Colin and I have been lucky enough to meet and befriend people of all different cultures. Coming from a Japanese and Vietnamese family, we both know a decent amount about Asian culture. However, we’re always looking to immerse ourselves in different cultures and learn customs and traditions that have been around for generations. This is one of the reasons why we enjoy traveling!
In my Master’s program, I met one of my good friends Shaghayegh (Sherry) who really bridged the gap between Asian and Persian cultures. She is purely of Iranian descent, but has an impressive knowledge of Asian culture. In fact, she speaks Japanese more fluently than Colin does! (And she even does so in the anime baby voice that makes the hairs on my arms stand up.) I’ve had a few Persian friends, but never really learned about the culture and traditions. When Sherry invited me over to her house for Norooz, I was like “helllll yeahhh.”
Norooz (meaning a new day) is the Persian/Iranian New Year celebrated on the first day of spring or vernal equinox and marks the first day of the month (Farvardin) of the Iranian calendar. Norooz has been celebrated for over 3,000 years in Iran, Western Asia, Central Asia, the Caucasus, the Black Sea Basin and the Balkans.
In Iran, it is customary to begin spring cleaning and preparations for setting up a decorative table called Haft Sin two to three weeks before Norooz. The extent of the decorations can vary, but the same basic essentials are typically used. Haft means seven and Sin is the Persian (Farsi) alphabet for the letter S, together meaning seven items that start with the letter S. Haft sin as a whole represents humans progression from the material world to the spiritual world through constant renewal and rebirth which is represented by Norooz or the first day of spring. These seven items include:
- Sabzeh: wheat, barley or lentil sprouts growing in a dish, symbolizing rebirth
- Samanu: a sweet pudding made from wheat germ, symbolizing affluence
- Senjed: the dried fruit of the oleaster tree, symbolizing love
- Seer: garlic, symbolizing medicine
- Seeb: apple, symbolizing beauty and health, also heavenly fruit
- Somaq: sumac, a type of spice from the flowering plants in the genus Rhus, symbolizing the color of sunrise
- Serekh: vinegar, symbolizing age and patience
If one of the Sins is missing it can be replaced with:
- Sonbol: hyacinth flower, which grows in spring
- Sekkeh: coins, symbolizing prosperity and wealth
In addition to Sin there are also non-Sin items including:
- Traditional Iranian sweets such as baklava
- Dried nuts and fruits (ajeel)
- Lit candles (enlighten and happiness)
- A mirror (self reflection and introspection)

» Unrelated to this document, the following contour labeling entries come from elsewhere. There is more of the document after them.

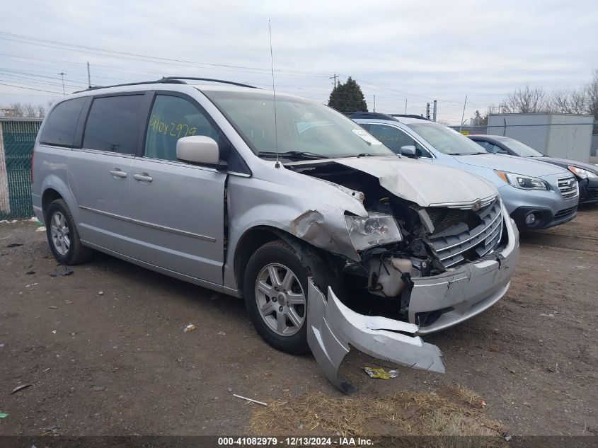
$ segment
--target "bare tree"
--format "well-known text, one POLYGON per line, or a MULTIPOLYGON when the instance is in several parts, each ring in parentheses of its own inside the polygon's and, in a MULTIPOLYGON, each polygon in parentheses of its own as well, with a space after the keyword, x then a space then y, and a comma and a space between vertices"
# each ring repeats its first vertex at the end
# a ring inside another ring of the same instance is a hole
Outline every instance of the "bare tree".
POLYGON ((544 112, 546 110, 546 93, 542 88, 531 88, 526 85, 523 88, 509 93, 500 108, 505 113, 544 112))
MULTIPOLYGON (((586 112, 594 115, 594 122, 598 122, 598 70, 594 71, 592 81, 585 87, 586 112)), ((598 134, 598 125, 594 125, 594 133, 598 134)))
POLYGON ((587 110, 585 88, 563 88, 554 91, 546 103, 546 112, 585 113, 587 110))

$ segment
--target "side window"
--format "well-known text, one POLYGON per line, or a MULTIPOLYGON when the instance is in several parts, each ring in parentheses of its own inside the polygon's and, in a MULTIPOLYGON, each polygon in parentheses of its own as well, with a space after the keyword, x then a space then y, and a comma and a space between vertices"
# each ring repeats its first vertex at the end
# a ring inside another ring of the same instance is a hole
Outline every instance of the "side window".
POLYGON ((126 95, 94 98, 85 126, 83 147, 134 154, 143 98, 143 95, 126 95))
POLYGON ((144 156, 176 161, 176 142, 190 135, 205 135, 221 145, 218 131, 193 104, 178 96, 156 95, 149 116, 144 156))
POLYGON ((393 152, 401 154, 401 147, 415 147, 418 157, 431 157, 430 153, 409 135, 393 126, 371 125, 369 132, 393 152))
POLYGON ((500 148, 490 142, 483 142, 480 140, 474 140, 474 142, 488 152, 498 152, 500 151, 500 148))
POLYGON ((77 98, 57 105, 50 114, 40 136, 40 143, 72 147, 85 98, 77 98))

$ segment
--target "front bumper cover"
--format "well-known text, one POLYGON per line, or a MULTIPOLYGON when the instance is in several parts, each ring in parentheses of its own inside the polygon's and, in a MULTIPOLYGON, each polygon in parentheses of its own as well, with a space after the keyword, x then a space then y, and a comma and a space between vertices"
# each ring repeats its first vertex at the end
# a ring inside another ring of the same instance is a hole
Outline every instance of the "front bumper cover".
POLYGON ((340 363, 350 350, 350 344, 381 360, 444 373, 440 350, 425 343, 419 335, 469 318, 506 293, 519 253, 517 227, 510 222, 506 228, 507 246, 499 254, 495 254, 493 259, 487 257, 440 276, 420 279, 416 284, 418 287, 412 292, 409 304, 410 317, 418 309, 444 308, 447 304, 454 308, 441 316, 432 328, 422 328, 412 323, 356 313, 343 304, 330 287, 326 299, 310 277, 307 342, 328 380, 343 392, 351 389, 350 384, 338 377, 340 363))

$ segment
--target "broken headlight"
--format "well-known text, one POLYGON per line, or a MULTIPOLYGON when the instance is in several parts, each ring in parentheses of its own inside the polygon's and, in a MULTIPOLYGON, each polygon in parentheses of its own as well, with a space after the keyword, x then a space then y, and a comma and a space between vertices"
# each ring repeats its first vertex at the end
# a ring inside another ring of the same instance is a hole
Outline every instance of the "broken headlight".
POLYGON ((567 168, 569 168, 569 171, 571 171, 571 173, 582 179, 587 179, 587 178, 598 178, 598 176, 596 176, 592 171, 588 171, 587 170, 585 170, 582 168, 579 168, 578 166, 568 166, 567 168))
POLYGON ((384 213, 370 213, 367 217, 345 216, 349 237, 356 251, 396 243, 403 239, 395 219, 384 213))

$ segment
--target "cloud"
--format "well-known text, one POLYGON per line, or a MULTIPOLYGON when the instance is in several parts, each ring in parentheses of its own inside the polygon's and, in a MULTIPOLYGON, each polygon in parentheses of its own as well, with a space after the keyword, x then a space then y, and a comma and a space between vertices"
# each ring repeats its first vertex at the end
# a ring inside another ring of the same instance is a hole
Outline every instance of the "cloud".
MULTIPOLYGON (((72 91, 85 86, 88 61, 95 84, 178 74, 268 87, 271 19, 281 91, 326 102, 329 77, 350 75, 370 108, 374 95, 388 112, 403 110, 406 98, 409 113, 422 113, 437 99, 439 117, 456 122, 466 94, 468 117, 527 83, 553 89, 587 82, 598 68, 594 11, 589 0, 21 2, 3 11, 1 30, 45 40, 0 39, 0 84, 62 92, 62 71, 72 91)), ((0 105, 55 96, 0 85, 0 105)))

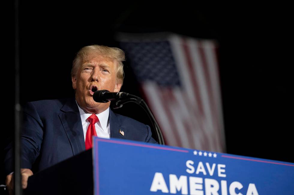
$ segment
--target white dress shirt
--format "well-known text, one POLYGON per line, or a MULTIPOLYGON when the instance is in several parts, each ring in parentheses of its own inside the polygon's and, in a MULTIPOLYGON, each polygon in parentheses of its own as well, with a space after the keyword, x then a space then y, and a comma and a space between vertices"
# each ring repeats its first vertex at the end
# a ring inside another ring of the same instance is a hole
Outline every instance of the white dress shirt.
MULTIPOLYGON (((87 119, 92 115, 92 114, 88 114, 85 113, 82 108, 80 107, 77 103, 76 103, 79 108, 80 114, 82 120, 82 125, 83 126, 84 131, 84 140, 86 140, 86 133, 88 127, 90 125, 90 122, 87 119)), ((103 138, 110 139, 110 128, 109 125, 109 107, 102 112, 96 116, 98 117, 99 121, 95 123, 95 128, 97 136, 103 138)))

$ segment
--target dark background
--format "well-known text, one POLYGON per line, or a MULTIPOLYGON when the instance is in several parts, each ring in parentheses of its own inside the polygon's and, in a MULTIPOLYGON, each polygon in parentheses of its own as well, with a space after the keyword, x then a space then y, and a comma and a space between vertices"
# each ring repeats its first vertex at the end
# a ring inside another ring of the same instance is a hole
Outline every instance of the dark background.
MULTIPOLYGON (((213 39, 219 45, 226 153, 294 162, 293 14, 288 7, 22 2, 20 85, 16 86, 21 103, 73 95, 70 73, 75 53, 90 44, 118 46, 117 32, 168 31, 213 39)), ((6 127, 2 129, 2 148, 13 136, 16 89, 15 17, 13 11, 4 16, 1 82, 6 127)), ((121 90, 140 95, 127 62, 124 71, 121 90)), ((148 122, 136 106, 124 106, 120 113, 148 122)))

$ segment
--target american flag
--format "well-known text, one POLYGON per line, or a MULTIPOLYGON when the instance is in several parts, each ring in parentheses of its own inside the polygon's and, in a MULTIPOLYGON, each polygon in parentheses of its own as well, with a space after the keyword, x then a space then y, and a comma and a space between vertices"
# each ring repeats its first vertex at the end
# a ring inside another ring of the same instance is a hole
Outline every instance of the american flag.
POLYGON ((217 44, 165 33, 118 37, 166 144, 224 152, 217 44))

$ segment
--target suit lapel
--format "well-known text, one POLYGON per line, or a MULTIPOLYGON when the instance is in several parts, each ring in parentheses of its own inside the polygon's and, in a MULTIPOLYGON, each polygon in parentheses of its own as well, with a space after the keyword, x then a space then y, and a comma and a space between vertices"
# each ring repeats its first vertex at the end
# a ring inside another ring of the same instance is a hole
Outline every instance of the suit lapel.
POLYGON ((123 128, 121 126, 121 122, 119 118, 111 109, 109 110, 109 122, 110 125, 110 138, 127 139, 127 130, 123 128))
POLYGON ((86 150, 81 116, 74 98, 66 102, 58 116, 70 143, 73 155, 86 150))

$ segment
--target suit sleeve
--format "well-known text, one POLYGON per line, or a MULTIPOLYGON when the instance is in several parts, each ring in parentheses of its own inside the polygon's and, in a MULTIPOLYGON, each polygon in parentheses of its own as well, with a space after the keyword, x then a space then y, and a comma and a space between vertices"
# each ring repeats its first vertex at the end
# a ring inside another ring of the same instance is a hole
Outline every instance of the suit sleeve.
MULTIPOLYGON (((43 137, 43 125, 34 105, 27 103, 24 107, 21 127, 21 167, 31 169, 40 153, 43 137)), ((4 149, 4 173, 14 171, 14 142, 4 149)))
POLYGON ((22 168, 31 169, 40 153, 43 125, 34 105, 28 102, 24 109, 21 128, 22 168))
POLYGON ((148 125, 146 125, 146 126, 147 127, 147 137, 146 137, 145 142, 154 144, 158 144, 158 143, 157 142, 155 141, 152 136, 152 133, 151 133, 151 130, 150 128, 150 127, 148 125))

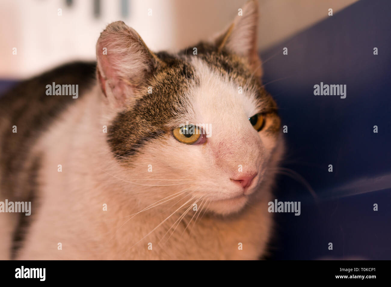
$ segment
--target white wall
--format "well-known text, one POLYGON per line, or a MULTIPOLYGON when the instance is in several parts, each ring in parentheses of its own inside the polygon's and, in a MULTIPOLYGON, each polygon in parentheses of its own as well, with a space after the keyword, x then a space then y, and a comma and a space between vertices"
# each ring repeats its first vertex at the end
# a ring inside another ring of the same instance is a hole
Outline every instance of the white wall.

- Decorated eggs (one for each member of the family, also representing fertility)
- A bowl of water with goldfish (sign of Pisces which the sun is leaving)
- A crystal bowl of water with an orange in it (the earth floating in space)

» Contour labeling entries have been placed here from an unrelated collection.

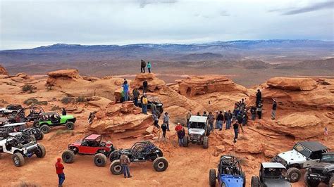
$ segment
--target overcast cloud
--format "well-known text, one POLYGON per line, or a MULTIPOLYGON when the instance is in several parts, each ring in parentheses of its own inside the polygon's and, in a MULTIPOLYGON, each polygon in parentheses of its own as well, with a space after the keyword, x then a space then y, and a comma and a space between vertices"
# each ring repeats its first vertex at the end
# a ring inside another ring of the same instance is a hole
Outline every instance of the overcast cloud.
POLYGON ((0 50, 56 43, 333 41, 334 1, 0 0, 0 50))

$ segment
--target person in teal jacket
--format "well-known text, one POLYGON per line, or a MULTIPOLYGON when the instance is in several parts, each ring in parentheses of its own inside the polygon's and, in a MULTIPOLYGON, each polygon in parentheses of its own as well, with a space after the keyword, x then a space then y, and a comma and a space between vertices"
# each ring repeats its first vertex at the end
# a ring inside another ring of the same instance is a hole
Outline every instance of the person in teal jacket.
POLYGON ((149 69, 149 73, 151 73, 151 63, 147 62, 147 69, 149 69))

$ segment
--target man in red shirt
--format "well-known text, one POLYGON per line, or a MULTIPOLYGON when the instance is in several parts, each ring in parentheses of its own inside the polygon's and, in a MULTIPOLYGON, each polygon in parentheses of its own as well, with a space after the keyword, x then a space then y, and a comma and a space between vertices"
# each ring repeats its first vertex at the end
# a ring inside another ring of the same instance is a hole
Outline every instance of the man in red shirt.
POLYGON ((57 159, 57 162, 56 162, 56 173, 58 174, 58 178, 59 181, 59 183, 58 185, 58 187, 63 186, 63 183, 65 181, 65 174, 63 172, 64 165, 61 163, 61 158, 58 157, 57 159))

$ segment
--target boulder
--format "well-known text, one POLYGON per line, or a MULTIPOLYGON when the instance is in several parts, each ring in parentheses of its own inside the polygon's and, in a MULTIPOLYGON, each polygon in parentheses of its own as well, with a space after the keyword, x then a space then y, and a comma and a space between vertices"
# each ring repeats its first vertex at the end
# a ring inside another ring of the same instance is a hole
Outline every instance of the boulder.
POLYGON ((311 78, 273 77, 266 84, 271 88, 283 90, 310 91, 317 86, 316 82, 311 78))

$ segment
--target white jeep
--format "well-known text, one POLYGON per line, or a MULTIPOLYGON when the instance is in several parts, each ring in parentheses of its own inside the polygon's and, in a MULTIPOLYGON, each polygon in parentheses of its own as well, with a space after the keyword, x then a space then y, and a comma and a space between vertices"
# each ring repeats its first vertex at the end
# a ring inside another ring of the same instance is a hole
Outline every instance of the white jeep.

- A book representing wisdom such as Zoroastrian’s Holy Book (the Avesta), Muslim’s Quran or Iranian poetry books (Shahnameh or Divine Hafez)

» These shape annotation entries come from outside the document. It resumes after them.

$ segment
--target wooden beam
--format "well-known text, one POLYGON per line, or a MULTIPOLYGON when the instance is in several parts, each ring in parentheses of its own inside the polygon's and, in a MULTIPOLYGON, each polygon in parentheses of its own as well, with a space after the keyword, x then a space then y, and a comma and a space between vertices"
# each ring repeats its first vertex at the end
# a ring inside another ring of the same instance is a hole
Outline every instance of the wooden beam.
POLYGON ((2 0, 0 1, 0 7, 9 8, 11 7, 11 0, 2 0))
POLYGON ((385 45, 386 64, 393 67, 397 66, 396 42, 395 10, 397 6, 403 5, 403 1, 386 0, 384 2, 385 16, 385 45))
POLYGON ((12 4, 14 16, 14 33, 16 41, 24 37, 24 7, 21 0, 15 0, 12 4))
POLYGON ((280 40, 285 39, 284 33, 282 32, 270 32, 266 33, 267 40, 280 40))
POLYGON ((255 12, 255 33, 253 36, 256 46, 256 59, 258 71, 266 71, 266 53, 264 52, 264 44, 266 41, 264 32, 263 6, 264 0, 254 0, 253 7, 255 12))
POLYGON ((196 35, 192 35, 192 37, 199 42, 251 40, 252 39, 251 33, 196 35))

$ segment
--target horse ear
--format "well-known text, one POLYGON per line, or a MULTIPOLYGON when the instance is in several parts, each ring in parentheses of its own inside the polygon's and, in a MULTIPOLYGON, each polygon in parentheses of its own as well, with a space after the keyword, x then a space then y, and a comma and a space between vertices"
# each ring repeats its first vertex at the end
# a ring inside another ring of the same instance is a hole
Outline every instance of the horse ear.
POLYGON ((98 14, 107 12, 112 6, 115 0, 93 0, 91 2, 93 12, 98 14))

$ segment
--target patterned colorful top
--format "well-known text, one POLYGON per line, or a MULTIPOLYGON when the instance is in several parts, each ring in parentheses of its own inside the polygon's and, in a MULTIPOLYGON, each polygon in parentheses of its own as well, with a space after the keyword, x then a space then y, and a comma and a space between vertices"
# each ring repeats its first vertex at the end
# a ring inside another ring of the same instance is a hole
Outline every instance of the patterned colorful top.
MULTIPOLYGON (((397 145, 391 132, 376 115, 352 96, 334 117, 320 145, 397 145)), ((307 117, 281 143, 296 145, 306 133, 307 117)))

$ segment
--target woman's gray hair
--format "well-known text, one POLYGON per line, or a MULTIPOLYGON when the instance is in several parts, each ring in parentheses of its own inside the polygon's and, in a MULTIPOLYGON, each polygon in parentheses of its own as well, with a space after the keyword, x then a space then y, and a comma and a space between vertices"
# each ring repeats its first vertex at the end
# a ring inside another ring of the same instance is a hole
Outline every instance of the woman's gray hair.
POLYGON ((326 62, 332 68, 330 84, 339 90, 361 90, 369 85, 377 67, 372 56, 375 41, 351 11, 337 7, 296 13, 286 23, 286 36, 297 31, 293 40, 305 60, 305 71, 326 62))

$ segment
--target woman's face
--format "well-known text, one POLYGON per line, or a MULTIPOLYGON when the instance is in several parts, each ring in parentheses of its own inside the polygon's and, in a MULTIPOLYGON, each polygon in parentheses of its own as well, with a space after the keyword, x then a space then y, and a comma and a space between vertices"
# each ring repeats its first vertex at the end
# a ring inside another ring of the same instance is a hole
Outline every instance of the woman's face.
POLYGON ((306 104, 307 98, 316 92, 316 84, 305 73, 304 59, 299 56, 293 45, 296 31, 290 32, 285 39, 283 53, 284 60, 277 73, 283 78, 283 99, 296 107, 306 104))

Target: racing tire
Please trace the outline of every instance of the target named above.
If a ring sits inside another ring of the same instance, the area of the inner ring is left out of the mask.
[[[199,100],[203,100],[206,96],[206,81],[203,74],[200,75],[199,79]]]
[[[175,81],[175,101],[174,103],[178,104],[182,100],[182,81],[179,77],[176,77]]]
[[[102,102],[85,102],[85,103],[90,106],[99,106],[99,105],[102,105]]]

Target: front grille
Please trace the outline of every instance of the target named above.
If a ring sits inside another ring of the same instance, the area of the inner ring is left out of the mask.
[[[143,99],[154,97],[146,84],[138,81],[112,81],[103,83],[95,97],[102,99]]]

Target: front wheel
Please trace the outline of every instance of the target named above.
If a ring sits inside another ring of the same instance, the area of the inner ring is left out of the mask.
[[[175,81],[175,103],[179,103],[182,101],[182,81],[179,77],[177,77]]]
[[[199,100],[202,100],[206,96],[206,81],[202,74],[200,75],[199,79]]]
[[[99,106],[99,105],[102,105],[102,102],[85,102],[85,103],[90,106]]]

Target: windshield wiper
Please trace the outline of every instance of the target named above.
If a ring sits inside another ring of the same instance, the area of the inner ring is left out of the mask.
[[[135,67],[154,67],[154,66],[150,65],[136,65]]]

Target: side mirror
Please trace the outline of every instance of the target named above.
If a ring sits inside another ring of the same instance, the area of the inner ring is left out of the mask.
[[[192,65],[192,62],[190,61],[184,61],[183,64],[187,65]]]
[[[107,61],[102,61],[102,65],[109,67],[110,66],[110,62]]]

In Iran, Norooz is celebrated for the first 13 days of the first month of the year (Farvardin). On the first day, everyone in the family traditionally wears new clothes and gathers around the Haft Sin. Once the New Year begins, family members hug each other and wish each other a happy new year! The head of the family (typically the father) passes out Eidi; money hidden in the book of wisdom. Another custom of the first day is to eat sabzi mahi polo, a dish made of herbed rice and Caspian white fish. Throughout the 13 days of celebration, it is customary to visit relatives and friends, starting with the elders of the family. The number 13 is a bad luck number in Iranian Culture. Therefore, when the 13th day of Norooz arrives, “sizdah be dar” is celebrated and every family will go out in nature or have a picnic outdoors. Young girls will often tie a knot with the Sabzeh, wishing for a good partner. The Sabzeh is thrown in running water to protect the wishes from evil and bad luck. Jokes and pranks are played on sizdah be dar, similar to April Fool’s Day!
Learning about Persian culture was extremely fascinating and an honor to be part of, not to mention the incredible food! I was awestruck by the amount of detail and symbolism associated with each particular decoration. There were also a few similarities that paralleled Asian culture such as the Eidi and Li Xi (lucky money) given during Tet or Chinese New Year. We owe a big thanks to Sherry for teaching us about Norooz and letting us share everything we learned about her culture.
I hope that we can continue learning about other cultures through friends and traveling abroad. I find that even though various cultures seem drastically different at face value, they share many of the same core beliefs, such as the importance of family and respect. Let us know a little about your culture and your favorite traditions!